Non resta altro da fare a Cinquestelle, Pd, Leu e Renzi. Renzi pure lui, che a star seduto sulla riva del fiume, aspettando il transito di vittime amiche-nemiche, rischia di soccombere durante il funerale invece d’esserne l’officiante appagato. Di che cosa, poi? Il fallimento del governo stavolta riporterebbe alle urne, da dove uscirà a brandelli l’M5S, ammaccato il Pd e però non l’ex premier con numeri tali da imporre qualcosa a tutti. Dunque se un’intesa si può trovare, tra Italia Viva e i partner, va stretta adesso. O mai più.
Sullo sfondo restano gli svarioni della recente campagna elettorale. L’alleanza di malavoglia -dei Malavoglia- tra Cinquestelle e Democrats, la supergaffe di Conte (paragone tra l’Umbria e la provincia di Lecce), l’hubrys con cui è stato trattato il territorio: poche visite, chiacchiere vaghe, messaggi suicidi in merito alla legge finanziaria. Per non citare l’ormai celebre photo-inopportunity (Narni e ballerine?). Ciò non significa che un’alleanza futura tra i due partiti sia da scartare a priori, ma andrà (eventualmente) preparata con competente lungimiranza. Se no, meglio soprassedere.
Nelle more dell’improbabile miracolo, Di Maio si conferma il più inaffidabile degl’inaffidabili. Subìto il ko, annuncia -secondo l’ormai noto costume dadaista- l’addio agli alleati che egli ipse aveva cercato. Colpa loro se si è perso. Colpa di Salvini se Giuseppi1 andò a picco, colpa di Renzi se Giuseppi2 quasi boccheggia.
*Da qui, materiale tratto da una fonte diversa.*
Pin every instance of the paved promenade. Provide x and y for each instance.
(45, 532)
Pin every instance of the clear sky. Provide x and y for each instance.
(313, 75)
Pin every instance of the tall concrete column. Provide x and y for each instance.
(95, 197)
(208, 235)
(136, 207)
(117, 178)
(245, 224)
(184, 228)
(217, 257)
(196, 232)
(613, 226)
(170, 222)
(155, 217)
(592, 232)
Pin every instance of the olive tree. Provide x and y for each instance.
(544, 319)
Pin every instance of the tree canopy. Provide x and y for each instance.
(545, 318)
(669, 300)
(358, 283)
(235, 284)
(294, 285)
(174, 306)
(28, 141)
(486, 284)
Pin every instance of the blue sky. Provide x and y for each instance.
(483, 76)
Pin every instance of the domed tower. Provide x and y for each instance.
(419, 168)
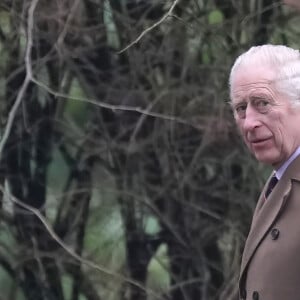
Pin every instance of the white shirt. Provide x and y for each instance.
(282, 169)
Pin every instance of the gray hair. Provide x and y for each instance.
(283, 60)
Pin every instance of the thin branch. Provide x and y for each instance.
(168, 14)
(70, 251)
(13, 111)
(115, 107)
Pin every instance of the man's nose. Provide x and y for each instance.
(251, 120)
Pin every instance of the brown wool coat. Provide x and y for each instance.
(270, 268)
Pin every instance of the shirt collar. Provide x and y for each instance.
(282, 169)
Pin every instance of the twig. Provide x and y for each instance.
(168, 14)
(13, 111)
(70, 251)
(115, 107)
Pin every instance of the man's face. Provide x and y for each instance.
(268, 124)
(294, 3)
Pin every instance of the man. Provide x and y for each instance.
(265, 97)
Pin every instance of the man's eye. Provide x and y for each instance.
(241, 108)
(262, 105)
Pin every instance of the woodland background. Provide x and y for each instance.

Colpa sempre di qualcun altro. Sua, no – nisba – never. Forse è invece vero il contrario: uno che ha infilato così tanti sbagli e sconfitte, dovrebbe cedere al soprassalto di responsabilità e tirarsi da parte. Quel che resta dei Cinquestelle avrebbe maggiori probabilità di scampare all’estinzione.
A destra festeggiano, e han ragione d’esultare. Il voto umbro pesa, eccome, sulle sorti del governo, prende una topica chi lo minimizza. Salvini rimette la testa fuori dal sabbione estivo, Berlusconi si convince a riconoscerne la leadership dopo il legnaggio subìto da Forzitalia, e la Meloni si vende benissimo in un Paese alla frutta. Ora la strategia cambierà. Resta la visione di lotta, ma verrà accompagnata dalla visione di governo. Basta radicalismi ed eccessi, avanti con maggiore accortezza e moderazione. Era già chiaro che ci si dovesse muovere così, ora lo è ancora di più. La riconquista dell’Italia transita per un’inedita tattica: la spinta gentile al cambiamento. Salvini è già all’opera, in versione giacca/camicia/cravatta (rassicurante bianco-blu) profittando dell’immobilismo e della confusione degli avversari. Il ring non smobilita, siamo sempre alle corde: ma vedremo un pugilato nuovo, tra avversari dallo stesso nome e però con guantoni diversi.